The photos do unquestionably show the sensual beauty of the boys. Like crysalids, they are right on the cusp of momentous changes, with facial hair, acne and protruding jaws just around the corner. Dreyfus captures them when they are just leaving the charmed beauty of childhood and the shots highlight the soft curls of one, the wide eyes of another, the gentle slope of the shoulders in a third. Yet they also show the boys' complete unawareness of their beauty and the way they actively try to deny it for fear of being branded a sissy or, even worse, gay.
It's this tension that she brilliantly captures in a picture of Axel and his 15-year-old cousin, Nadav, not included in this series, which recently won the inaugural Olive Cotton Award for photographic portraiture. The two boys stand together with their shirts off and the bands of their undies poking out over their trouser, gangsta-style. But the undies are Bonds, not Calvin Klein, and the arms crossed defiantly over their chests are belied by the puppy fat cushioning the stomachs beneath.
In private, Dreyfus says, her 12-year-old son still loves to be coddled and treated like a baby boy. "But once he's out and about on the street, he's got to be a little man." It's probably not an admission Axel will thank her for and, like his older sister, Felix, 18, he is reluctant to be photographed by his mum.
"For the last five years, I pull out the camera and he runs," she sighs. As a mother, her ulterior motive with this series was simply to get some good shots of him, though she promised he could send the photos to an acting agency so he might be considered for extras work on Home and Away.
Once more, her private life is entwined with her profession. Just as her work on pregnancy grew out of a miscarriage many years ago, so does this project spring from the strength of her love for her son.
"I've been very shocked in my life at the intense love I've felt for both my children, but because he's the younger one it's been transferred to him, and maybe because he's the boy. I'm a Jewish mother! But all the mothers feel it. I can see it. They just adore them. I now know why men get away with so much shit, why they don't wash the bloody dishes or do anything: because they've got these doting mothers!"
Dreyfus, 45, is starting to branch out from photography. She's not planning to give it up - "I can't help myself, I love it" - but she also wants to express her ideas in other media. After teaching photography at the National Art School for 20 years, she has enrolled as a PhD student at the College of Fine Arts in the department of performance, sculpture and installation.
Her topic is surveillance of the body: what lengths people go to to monitor their bodies, and how they do so. Her first major work is a performance piece called Weight and Sea, and asks people to step onto a platform on a boardwalk at Tamarama, then have their weight displayed on a large digital screen above the kiosk.
"The most exciting part for me is watching the public interact, being there to witness it and engage with them about it." With her new projects, she hopes she can skip the two-dimensional representations and get straight to this interaction.

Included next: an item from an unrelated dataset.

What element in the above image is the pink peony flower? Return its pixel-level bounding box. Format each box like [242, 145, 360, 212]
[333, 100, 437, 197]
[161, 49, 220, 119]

Weight and see will be a hard piece to sell, of course, but then much of her work is. Although her pregnancy series broke attendance records at stills Gallery, she sold only two works from her series on elderly women. "There's not a lot of call for ageing vaginas on the living room wall."
This series, in contrast, should sell well. "I think it's been very hard for artists to stick with working with beauty. A lot of art became grungy in the last 20 years, a sort of anti-beauty." But not these shots. Besides, the boys' mothers will almost certainly buy them.